Gentleman ... I'm sorry to bring some bad news ...

My primary test runs fine ... BUT ... I have two different routines that cause the heap corruption ... and i have tested the first one... NOW i have tested the second routine ... And heap corruption occurs ...

See the attachment files ( mylog ) , at the end of file reference count is negative 😢 And the stack is the same. logs-16.00.0006.zip

progmachine commented 4 weeks ago

@siga0984 are you sure that you using correct psqlodbc dll version? Because refcnt is decrementing only in three places within entire codebase, and all of them should be logged in 16.0.6, but i can not see in your log, where refcnt for object 0x00000171A90E8DA0 is decremented to 0.

progmachine commented 4 weeks ago

Now i see, in the beginning of the log, version is written... :-/ I think we need more collaboration for testing. @siga0984 can you run your tests on linux? Because i have no instrumentation for building psqlodbc on windows. Tomorrow i'll make new branch in my fork, and add precise logging, anywhere refcnt is modified. I hope it will help to understand what is going on.

davecramer commented 4 weeks ago

@progmachine thanks for this. I should remove the release.

siga0984 commented 4 weeks ago

@siga0984 are you sure that you using correct psqlodbc dll version? Because refcnt is decrementing only in three places within entire codebase, and all of them should be logged in 16.0.6, but i can not see in your log, where refcnt for object 0x00000171A90E8DA0 is decremented to 0.

Yes, I do.
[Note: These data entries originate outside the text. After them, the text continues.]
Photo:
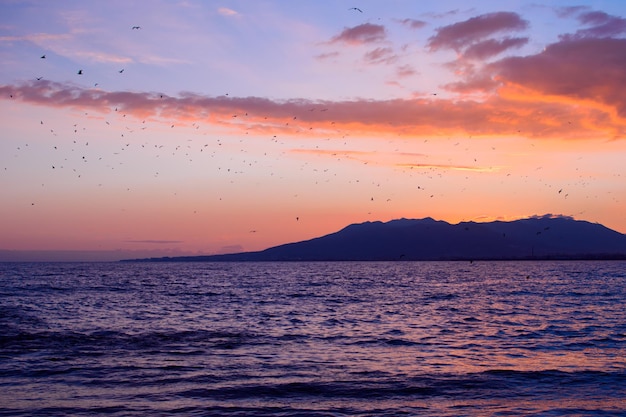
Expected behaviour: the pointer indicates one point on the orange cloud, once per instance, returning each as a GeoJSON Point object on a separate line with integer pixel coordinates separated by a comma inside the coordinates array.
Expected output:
{"type": "Point", "coordinates": [513, 110]}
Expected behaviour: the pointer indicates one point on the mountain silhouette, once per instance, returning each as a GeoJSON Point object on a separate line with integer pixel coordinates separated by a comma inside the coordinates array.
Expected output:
{"type": "Point", "coordinates": [539, 237]}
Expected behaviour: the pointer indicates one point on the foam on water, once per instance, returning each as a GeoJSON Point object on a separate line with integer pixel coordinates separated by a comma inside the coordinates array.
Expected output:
{"type": "Point", "coordinates": [498, 338]}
You can confirm the version on mylog ... "[37520-0.003]connection[CC_initial_log]1036: [QLOG]Driver Version='16.00.0006,Sep 27 2024' linking 1941 dynamic Multithread library"

Meanwhile, I'm still doing more test to obtain as much as I can get of data and a shorter sequence os operations to reproduce the issue.

siga0984 commented 4 weeks ago

Now i see, in the beginning of the log, version is written... :-/ I think we need more collaboration for testing. @siga0984 can you run your tests on linux? Because i have no instrumentation for building psqlodbc on windows. Tomorrow i'll make new branch in my fork, and add precise logging, anywhere refcnt is modified. I hope it will help to understand what is going on.

Let me know when you do it, and I'll download your branch , build and test it on linux 😛

davecramer commented 4 weeks ago

@siga0984 what flavour of linux. I'm trying to build it on ubuntu and running into issues

checking for odbc_config... no
configure: error: odbc_config not found (required for unixODBC build)
progmachine commented 4 weeks ago

ubuntu is troublesome when it relates to unixodbc, because they renamed/moved things. I use script, found somewhere in wild internet. Place it in /usr/bin odbc_config.gz

siga0984 commented 4 weeks ago

@progmachine @davecramer

Additional information : For some specific statements, for better performance, I bind one parameter, and bind the return columns, and after execute, I close the cursor with SQLFreeStmt( hstmt, SQL_CLOSE -- option 1 ); , and later i just change the binded parameter content ( same addr, same size ) , and Execute the statement again. One of those statements crashes on FreeHandle(). When I change my app to allways drop an create a new statement, everything works fine 👍

siga0984 commented 4 weeks ago

@progmachine @davecramer

Maybe I found where is the catch ... After prepare two statements with the same SQL expression, leave both opened , DROP any table, and close the statements, I got the double delete error !!!

Seems like it's related to CC_clear_col_info() , called on DROP TABLE 🎸

progmachine commented 4 weeks ago

Seems like it's related to CC_clear_col_info() , called on DROP TABLE

I found it =) It is between descriptor.c:60 and descriptor.c:62 - line 61 erases refcnt. Tomorrow i'll make PR for this. For now i am going to sleep.

progmachine commented 4 weeks ago

@siga0984 can you test branch bugfix_47-refcnt_erase before i make pull request?

siga0984 commented 3 weeks ago

@siga0984 can you test branch bugfix_47-refcnt_erase before i make pull request?

@progmachine Yep, immediately 👍

siga0984 commented 3 weeks ago

@progmachine Builded , and tested -- With all routines that triggers the issue , and it's working FINE 😄

davecramer commented 3 weeks ago

Ok, I've pushed tag REL-17_00_0001. This will release REL-17_00_0001

Thank you both @siga0984 and @progmachine for this!